Of the myriad of architectures that have ComputeMux back ends, most do not have access to an implementation of printf whereby they can route a call to printf within a kernel to stdout of the process running on the host CPU processor.

To enable our ComputeMux back ends to call printf, we provide an optimized software implementation. An additional kernel argument buffer is implicitly added to any kernel that uses printf, and our implementation of printf that is run on the ComputeMux backend will write the results of the printf into this buffer instead. Then, when the kernel has completed its execution, the data that was written to this buffer is streamed out on the host CPU processor via stdout.
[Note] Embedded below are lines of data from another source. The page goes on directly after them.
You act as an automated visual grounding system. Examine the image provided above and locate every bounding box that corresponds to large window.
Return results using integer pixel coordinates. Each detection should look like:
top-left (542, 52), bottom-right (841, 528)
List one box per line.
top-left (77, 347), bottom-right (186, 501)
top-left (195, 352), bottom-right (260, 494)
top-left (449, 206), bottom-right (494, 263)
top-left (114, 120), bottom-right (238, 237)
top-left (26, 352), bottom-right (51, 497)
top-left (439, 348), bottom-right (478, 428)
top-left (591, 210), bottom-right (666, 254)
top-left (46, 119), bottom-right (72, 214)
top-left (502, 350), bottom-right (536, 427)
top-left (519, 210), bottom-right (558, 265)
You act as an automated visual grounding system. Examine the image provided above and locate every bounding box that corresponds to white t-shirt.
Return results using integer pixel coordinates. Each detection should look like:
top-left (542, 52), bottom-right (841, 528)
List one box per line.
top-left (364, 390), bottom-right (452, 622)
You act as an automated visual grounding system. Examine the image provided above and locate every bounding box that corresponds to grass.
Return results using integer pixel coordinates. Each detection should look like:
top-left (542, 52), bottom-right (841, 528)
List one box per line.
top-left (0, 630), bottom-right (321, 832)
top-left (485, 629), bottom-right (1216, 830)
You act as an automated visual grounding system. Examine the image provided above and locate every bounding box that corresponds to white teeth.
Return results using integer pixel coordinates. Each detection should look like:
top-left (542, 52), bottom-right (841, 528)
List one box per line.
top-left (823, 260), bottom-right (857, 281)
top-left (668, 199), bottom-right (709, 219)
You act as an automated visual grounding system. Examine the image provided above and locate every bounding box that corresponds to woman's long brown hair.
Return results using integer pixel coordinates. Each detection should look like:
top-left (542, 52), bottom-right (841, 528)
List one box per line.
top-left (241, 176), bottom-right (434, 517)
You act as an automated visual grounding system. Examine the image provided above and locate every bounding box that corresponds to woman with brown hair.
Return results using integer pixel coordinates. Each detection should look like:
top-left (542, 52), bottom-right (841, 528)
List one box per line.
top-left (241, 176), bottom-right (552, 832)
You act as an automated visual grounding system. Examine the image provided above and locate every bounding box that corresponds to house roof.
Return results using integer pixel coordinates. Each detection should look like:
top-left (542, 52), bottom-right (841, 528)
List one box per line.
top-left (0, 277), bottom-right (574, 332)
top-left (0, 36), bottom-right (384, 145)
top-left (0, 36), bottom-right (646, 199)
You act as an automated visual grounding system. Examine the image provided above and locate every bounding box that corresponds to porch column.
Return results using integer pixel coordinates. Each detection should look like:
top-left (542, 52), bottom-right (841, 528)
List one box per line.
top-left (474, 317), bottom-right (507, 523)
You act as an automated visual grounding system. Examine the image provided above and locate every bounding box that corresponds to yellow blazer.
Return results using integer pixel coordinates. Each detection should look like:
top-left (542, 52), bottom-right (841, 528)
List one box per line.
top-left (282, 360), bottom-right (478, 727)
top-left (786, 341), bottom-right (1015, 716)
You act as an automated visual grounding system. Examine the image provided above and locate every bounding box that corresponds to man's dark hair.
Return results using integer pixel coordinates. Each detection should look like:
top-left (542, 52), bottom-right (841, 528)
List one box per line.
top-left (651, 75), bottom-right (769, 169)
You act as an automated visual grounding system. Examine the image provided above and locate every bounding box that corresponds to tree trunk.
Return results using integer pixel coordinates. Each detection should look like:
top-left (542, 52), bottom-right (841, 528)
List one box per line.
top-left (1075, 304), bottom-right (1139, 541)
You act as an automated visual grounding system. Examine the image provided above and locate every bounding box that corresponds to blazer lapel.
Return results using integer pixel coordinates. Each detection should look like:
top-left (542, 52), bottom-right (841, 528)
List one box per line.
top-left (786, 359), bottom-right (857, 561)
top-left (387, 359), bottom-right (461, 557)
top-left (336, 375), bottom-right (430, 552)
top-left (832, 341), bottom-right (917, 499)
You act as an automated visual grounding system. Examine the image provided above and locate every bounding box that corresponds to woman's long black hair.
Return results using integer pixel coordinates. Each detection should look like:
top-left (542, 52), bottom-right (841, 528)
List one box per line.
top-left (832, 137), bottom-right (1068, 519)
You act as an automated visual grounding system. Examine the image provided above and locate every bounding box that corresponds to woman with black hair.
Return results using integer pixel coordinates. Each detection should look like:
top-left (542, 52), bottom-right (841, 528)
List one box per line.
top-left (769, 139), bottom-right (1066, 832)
Combine `fpext` `fptrunc`

CombineFPExtFPTruncPass is a function level pass, rather than a module pass, for removing FPExt and FPTrunc instructions that cancel each out. This is used after the printf replacement pass because var-args printf arguments will be expanded to double by clang even if the device doesn’t support doubles. So if the device doesn’t support doubles, the printf pass will fptrunc the parameters back to float. CombineFPExtFPTruncPass will find and remove the matching fpext (added by clang) and fptrunc (added by the printf pass) to get rid of the doubles.
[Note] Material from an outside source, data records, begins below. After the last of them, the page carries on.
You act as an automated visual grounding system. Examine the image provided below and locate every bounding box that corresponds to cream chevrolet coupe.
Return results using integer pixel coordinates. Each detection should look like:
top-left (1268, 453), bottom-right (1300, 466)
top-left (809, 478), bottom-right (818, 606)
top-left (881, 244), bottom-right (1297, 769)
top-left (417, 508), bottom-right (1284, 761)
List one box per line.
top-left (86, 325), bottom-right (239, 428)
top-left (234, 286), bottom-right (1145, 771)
The pass is implemented by iterating over all the instructions looking for any llvm::FPExtInst instructions. If one is found then we check its uses, if the fpext is unused, remove it. Otherwise if the instruction only has one use and it’s a llvm::FPTruncInst then we can replace all uses of the fptrunc with the first operand of fpext and delete both the fptrunc and fpext.

Set `convergent` Attr

In clang the convergent attribute can be set on a function to indicate to the optimizer that the function relies on cross work item semantics. For OpenCL we need this attribute to be set on the barrier function, for example, since it’s used to control the scheduling of threads. Recent versions of clang will proactively set such functions in OpenCL-C kernels as convergent, but we also set the attribute implicitly in the builtins header out of an abundance of caution.
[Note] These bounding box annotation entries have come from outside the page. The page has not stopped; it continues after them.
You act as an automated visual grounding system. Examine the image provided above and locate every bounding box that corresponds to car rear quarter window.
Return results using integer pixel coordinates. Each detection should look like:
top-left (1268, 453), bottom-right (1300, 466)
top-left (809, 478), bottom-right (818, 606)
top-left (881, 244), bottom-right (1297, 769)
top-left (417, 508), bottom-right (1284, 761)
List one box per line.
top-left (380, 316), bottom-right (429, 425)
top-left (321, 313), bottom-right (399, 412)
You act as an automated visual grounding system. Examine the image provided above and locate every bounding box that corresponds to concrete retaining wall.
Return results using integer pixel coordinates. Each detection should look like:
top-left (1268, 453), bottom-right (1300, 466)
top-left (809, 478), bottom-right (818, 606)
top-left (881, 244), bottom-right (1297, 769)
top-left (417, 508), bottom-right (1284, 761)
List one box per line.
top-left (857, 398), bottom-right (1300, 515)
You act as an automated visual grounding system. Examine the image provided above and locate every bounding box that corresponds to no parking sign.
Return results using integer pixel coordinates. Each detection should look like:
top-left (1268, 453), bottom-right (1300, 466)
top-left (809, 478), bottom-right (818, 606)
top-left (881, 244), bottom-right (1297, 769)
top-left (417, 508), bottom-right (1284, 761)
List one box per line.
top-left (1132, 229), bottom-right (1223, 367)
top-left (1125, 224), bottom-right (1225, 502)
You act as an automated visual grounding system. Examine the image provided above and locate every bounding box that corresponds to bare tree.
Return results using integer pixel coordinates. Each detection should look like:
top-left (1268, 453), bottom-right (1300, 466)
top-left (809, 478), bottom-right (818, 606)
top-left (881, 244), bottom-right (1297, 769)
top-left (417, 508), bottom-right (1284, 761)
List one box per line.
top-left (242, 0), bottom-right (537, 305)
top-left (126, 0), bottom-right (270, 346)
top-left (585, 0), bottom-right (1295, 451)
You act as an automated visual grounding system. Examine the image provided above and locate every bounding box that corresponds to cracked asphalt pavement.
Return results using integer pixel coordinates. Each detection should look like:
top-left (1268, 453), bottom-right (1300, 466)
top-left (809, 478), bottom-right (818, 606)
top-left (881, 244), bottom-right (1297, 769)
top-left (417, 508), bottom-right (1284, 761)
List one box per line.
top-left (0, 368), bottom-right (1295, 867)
This pass iterates over all the functions in the module, including declarations requiring the pass to be a module pass instead of a function pass. If the function inspected may be convergent, identified by the compiler’s BuiltinInfo analysis, then we assign the llvm::Attribute::Convergent attribute to it. When the pass encounters a convergent function, all functions calling that function are transitively marked convergent.